ORLANDO, Fla. – The name of an Oviedo soldier killed in Iraq is up for consideration in an updated list of potential new names for nine Army bases in the U.S.
The Naming Commission, a congressional group that recommends names for Department of Defense items, narrowed its list Thursday to fewer than 100 names being considered for the Army installations currently named for Confederate generals.
Sgt. 1st Class Alwyn Cashe was serving in Iraq on Oct. 17, 2005, when a roadside bomb exploded next to the vehicle he used while on patrol. He ran back into the vehicle to save trapped soldiers inside. He suffered burns to about 70% of his body and died from his injuries on Nov. 8, 2005, at 35 years old.

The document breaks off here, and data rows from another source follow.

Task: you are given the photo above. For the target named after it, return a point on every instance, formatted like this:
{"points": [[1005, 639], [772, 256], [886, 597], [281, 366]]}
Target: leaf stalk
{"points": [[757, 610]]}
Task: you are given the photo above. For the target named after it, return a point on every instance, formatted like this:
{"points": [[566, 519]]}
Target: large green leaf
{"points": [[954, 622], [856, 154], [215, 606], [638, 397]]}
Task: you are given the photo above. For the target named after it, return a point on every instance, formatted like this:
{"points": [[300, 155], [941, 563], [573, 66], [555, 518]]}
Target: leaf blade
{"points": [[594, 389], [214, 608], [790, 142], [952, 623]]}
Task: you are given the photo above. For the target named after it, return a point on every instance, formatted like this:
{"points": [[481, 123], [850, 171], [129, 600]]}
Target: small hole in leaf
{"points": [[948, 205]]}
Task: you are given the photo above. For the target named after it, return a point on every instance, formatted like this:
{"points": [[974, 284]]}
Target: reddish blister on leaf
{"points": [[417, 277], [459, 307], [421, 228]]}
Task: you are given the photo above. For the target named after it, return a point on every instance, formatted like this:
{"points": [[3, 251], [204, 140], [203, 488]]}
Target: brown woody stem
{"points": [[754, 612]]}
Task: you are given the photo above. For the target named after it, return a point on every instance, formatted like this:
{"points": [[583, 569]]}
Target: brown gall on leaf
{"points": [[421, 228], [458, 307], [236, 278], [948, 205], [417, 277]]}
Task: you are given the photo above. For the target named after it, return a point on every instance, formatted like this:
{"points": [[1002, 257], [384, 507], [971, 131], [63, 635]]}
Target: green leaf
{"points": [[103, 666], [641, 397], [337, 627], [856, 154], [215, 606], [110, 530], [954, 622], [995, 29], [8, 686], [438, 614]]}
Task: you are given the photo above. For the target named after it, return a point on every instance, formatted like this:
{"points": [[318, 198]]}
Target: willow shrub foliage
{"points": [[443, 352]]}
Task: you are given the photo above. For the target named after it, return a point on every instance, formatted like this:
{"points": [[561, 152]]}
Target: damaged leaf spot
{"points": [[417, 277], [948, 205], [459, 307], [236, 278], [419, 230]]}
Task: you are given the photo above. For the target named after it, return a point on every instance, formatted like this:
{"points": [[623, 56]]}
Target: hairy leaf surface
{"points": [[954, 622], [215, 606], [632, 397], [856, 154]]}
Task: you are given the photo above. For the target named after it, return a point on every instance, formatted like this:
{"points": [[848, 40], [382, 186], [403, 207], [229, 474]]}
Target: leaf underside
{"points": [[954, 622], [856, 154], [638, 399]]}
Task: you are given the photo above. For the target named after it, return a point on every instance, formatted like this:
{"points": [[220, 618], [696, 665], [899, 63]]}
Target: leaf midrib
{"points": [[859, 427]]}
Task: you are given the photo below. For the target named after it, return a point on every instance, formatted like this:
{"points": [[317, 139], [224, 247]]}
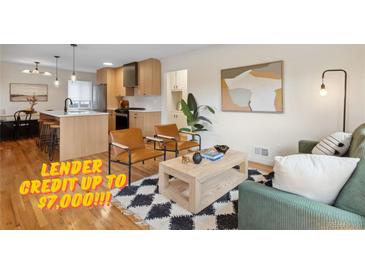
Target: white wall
{"points": [[147, 102], [306, 114], [11, 73]]}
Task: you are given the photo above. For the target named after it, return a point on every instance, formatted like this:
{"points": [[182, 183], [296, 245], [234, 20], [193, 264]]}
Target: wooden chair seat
{"points": [[173, 141], [138, 155], [127, 147], [181, 145]]}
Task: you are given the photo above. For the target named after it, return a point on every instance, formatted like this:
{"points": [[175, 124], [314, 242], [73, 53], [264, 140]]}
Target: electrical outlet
{"points": [[265, 152], [261, 151]]}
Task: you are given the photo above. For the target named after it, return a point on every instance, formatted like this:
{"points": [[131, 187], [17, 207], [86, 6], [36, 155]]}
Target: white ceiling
{"points": [[89, 57]]}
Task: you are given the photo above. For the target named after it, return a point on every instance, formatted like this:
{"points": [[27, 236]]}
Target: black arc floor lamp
{"points": [[323, 92]]}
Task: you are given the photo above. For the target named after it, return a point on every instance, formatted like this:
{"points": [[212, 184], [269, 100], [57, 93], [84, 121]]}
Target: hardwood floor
{"points": [[21, 160]]}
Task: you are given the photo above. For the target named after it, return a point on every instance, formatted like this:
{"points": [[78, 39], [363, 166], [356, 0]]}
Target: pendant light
{"points": [[57, 82], [36, 70], [73, 75]]}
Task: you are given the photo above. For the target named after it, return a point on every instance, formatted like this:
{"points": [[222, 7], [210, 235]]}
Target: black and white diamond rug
{"points": [[143, 200]]}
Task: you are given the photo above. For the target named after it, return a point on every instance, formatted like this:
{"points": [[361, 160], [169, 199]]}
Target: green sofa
{"points": [[263, 207]]}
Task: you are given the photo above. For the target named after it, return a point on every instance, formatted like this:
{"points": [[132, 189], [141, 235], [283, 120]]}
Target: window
{"points": [[81, 94]]}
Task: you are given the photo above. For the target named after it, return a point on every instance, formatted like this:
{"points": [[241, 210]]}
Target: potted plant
{"points": [[196, 121]]}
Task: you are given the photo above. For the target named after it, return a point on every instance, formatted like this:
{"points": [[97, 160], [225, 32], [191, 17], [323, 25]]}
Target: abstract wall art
{"points": [[255, 88]]}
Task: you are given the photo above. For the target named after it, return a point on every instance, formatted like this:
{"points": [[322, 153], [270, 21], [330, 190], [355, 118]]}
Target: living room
{"points": [[239, 136], [260, 134]]}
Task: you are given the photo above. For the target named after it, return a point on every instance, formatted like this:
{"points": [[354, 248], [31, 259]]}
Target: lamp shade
{"points": [[323, 91]]}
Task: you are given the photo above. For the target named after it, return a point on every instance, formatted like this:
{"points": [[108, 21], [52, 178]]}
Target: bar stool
{"points": [[54, 139], [45, 133]]}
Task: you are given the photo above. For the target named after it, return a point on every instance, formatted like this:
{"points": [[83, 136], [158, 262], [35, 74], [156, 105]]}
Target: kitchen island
{"points": [[82, 133]]}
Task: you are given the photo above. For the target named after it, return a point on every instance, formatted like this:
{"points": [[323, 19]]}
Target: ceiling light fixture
{"points": [[36, 70], [57, 82], [73, 76]]}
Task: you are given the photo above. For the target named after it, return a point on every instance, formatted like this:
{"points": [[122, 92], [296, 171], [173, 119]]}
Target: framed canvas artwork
{"points": [[20, 92], [255, 88]]}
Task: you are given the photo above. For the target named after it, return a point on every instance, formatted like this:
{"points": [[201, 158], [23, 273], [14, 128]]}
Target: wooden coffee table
{"points": [[194, 187]]}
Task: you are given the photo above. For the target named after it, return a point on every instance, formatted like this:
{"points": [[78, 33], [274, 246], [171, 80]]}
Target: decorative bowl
{"points": [[221, 148]]}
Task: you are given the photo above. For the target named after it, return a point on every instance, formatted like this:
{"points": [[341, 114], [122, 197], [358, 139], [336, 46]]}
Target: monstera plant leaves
{"points": [[193, 117]]}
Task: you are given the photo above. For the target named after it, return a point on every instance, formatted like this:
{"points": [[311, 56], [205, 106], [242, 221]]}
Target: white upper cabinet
{"points": [[179, 80]]}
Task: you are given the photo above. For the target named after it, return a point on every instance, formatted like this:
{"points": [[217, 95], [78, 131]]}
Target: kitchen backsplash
{"points": [[147, 102]]}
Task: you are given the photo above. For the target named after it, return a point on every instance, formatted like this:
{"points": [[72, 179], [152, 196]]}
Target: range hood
{"points": [[130, 75]]}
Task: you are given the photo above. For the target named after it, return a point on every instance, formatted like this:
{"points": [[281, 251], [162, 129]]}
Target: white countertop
{"points": [[146, 110], [74, 113]]}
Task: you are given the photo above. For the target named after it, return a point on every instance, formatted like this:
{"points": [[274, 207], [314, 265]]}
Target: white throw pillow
{"points": [[336, 144], [317, 177]]}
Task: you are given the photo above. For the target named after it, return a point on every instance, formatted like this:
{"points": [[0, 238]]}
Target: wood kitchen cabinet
{"points": [[149, 77], [111, 120], [107, 76], [118, 83], [146, 121]]}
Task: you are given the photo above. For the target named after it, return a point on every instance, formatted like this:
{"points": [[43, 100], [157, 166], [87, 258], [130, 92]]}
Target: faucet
{"points": [[65, 109]]}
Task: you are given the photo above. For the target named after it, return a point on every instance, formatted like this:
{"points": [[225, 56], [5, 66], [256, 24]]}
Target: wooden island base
{"points": [[81, 136]]}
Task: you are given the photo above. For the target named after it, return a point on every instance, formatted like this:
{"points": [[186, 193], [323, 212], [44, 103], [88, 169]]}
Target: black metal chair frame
{"points": [[173, 139], [129, 164]]}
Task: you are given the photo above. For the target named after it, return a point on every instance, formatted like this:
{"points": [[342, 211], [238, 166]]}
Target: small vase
{"points": [[197, 158]]}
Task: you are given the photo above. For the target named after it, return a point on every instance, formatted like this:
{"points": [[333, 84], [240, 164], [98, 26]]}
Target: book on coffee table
{"points": [[212, 155]]}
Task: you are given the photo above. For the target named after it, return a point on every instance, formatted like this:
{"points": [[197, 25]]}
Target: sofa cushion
{"points": [[317, 177], [357, 147], [352, 195], [336, 144]]}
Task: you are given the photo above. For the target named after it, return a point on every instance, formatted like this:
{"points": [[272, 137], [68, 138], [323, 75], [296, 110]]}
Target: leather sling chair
{"points": [[173, 143], [127, 147]]}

“It’s important that the names we recommend for these installations appropriately reflect the courage, values and sacrifices of our diverse military men and women,” retired Navy Adm. Michelle Howard, the chair of the commission, said in a release. “We also are considering the local and regional significance of names and their potential to inspire and motivate our service members.”

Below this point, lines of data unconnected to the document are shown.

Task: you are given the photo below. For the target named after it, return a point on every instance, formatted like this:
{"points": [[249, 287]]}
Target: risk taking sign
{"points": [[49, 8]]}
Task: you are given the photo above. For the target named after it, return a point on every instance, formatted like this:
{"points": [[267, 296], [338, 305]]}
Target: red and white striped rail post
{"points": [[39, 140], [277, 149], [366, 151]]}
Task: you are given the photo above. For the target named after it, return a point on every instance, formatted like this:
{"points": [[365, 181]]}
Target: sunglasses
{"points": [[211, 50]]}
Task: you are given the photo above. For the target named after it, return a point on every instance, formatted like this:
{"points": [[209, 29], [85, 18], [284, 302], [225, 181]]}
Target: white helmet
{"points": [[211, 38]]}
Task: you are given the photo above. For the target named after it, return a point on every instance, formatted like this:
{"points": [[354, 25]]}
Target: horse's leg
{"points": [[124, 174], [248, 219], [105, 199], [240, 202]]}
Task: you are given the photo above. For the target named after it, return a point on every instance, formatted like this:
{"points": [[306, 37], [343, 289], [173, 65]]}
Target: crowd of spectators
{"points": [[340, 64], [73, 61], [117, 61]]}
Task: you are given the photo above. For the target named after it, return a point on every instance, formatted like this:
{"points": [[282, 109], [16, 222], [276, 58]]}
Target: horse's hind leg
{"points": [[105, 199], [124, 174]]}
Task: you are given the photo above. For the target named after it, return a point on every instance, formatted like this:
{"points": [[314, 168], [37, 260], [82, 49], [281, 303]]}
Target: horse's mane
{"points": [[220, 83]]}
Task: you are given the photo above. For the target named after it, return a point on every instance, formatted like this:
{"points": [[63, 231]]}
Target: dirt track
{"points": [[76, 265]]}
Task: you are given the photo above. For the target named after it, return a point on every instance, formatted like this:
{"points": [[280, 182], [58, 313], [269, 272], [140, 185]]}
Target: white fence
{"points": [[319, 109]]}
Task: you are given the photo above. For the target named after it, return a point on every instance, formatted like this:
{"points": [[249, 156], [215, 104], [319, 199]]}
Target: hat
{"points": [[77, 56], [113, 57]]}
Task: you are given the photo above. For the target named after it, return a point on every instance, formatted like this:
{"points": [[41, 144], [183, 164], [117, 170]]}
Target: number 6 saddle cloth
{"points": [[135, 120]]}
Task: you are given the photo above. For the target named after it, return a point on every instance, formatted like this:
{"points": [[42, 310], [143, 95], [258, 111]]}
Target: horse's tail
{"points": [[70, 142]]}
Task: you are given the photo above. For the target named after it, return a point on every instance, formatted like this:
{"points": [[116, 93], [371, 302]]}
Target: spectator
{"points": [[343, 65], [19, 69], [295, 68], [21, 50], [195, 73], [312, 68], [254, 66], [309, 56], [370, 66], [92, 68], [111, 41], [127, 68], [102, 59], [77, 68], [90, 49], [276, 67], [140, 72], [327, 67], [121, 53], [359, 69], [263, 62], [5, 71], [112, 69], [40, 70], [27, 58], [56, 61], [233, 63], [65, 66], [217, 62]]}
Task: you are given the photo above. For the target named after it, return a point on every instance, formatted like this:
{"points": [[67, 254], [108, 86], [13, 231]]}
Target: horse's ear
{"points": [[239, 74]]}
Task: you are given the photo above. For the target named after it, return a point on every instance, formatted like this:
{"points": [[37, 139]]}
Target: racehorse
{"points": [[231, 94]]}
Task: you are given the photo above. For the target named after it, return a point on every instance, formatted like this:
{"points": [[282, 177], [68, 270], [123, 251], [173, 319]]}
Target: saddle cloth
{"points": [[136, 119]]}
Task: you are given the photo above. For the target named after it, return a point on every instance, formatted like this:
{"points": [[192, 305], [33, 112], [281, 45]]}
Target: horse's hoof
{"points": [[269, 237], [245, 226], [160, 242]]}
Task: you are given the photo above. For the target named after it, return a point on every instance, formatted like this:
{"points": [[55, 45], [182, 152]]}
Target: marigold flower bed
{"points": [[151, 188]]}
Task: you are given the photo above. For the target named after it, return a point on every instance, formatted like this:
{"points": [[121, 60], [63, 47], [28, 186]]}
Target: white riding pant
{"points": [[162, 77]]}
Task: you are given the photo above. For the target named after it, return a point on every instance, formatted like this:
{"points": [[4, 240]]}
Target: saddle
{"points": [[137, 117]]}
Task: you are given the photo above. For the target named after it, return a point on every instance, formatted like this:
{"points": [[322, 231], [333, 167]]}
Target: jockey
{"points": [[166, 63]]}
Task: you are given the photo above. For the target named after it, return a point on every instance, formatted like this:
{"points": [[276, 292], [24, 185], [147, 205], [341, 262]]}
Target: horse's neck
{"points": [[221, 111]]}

President Joe Biden awarded a Medal of Honor to Cashe posthumously during a ceremony in December 2021. He was the first Black service member awarded the Medal of Honor for service in Iraq or Afghanistan.

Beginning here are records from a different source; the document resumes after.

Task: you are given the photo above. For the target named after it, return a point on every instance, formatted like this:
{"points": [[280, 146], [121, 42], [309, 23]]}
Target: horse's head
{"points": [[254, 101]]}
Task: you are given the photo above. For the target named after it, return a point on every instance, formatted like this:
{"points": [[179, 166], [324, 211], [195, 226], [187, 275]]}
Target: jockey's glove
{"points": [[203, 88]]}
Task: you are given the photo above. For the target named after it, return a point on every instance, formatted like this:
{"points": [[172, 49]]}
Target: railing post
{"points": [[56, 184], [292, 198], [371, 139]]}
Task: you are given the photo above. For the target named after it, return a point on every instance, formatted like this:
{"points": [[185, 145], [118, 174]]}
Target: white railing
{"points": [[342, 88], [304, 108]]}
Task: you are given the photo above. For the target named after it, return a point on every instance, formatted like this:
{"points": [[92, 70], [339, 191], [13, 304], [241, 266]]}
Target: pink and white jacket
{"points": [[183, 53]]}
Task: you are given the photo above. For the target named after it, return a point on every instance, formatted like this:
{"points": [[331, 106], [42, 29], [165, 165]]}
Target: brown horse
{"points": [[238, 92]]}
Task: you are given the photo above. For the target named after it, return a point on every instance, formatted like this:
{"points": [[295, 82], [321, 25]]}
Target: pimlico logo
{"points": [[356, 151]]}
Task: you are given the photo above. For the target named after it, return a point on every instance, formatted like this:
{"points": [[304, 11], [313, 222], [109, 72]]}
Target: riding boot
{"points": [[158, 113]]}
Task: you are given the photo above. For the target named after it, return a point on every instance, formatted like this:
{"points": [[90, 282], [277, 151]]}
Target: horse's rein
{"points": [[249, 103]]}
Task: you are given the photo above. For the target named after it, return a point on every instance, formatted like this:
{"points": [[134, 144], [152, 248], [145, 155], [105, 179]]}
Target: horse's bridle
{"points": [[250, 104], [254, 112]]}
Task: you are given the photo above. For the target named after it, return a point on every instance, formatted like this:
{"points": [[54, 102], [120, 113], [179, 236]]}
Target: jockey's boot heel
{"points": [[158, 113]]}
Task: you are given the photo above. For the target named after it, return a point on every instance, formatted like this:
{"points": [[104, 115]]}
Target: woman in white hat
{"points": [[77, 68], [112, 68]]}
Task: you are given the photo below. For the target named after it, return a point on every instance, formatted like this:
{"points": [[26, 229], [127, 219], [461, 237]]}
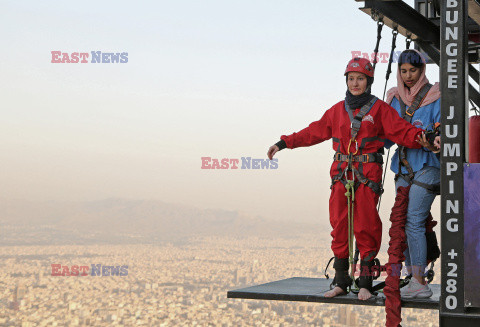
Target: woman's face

The installations up for renaming are as follows:
- Fort Hood in Texas
- Fort Bragg in North Carolina
- Fort Rucker in Alabama
- Fort Polk in Louisiana
- Fort Benning and Fort Gordon in Georgia
- Fort A.P. Hill, Fort Lee and Fort Pickett in Virginia
U.S. Rep. Stephanie Murphy sent a letter to The Naming Commission last month to request they consider renaming Fort Benning to Fort Cashe. In Murphy’s letter, she wrote Cashe was, “beloved in life and revered in death, a hero in the purest sense of the term. I believe he would be an honorable and unifying choice, and hope you will consider recommending him in your report to Congress.”
The Naming Commission will select final names for recommendation to submit to Congress by Oct. 1 this year.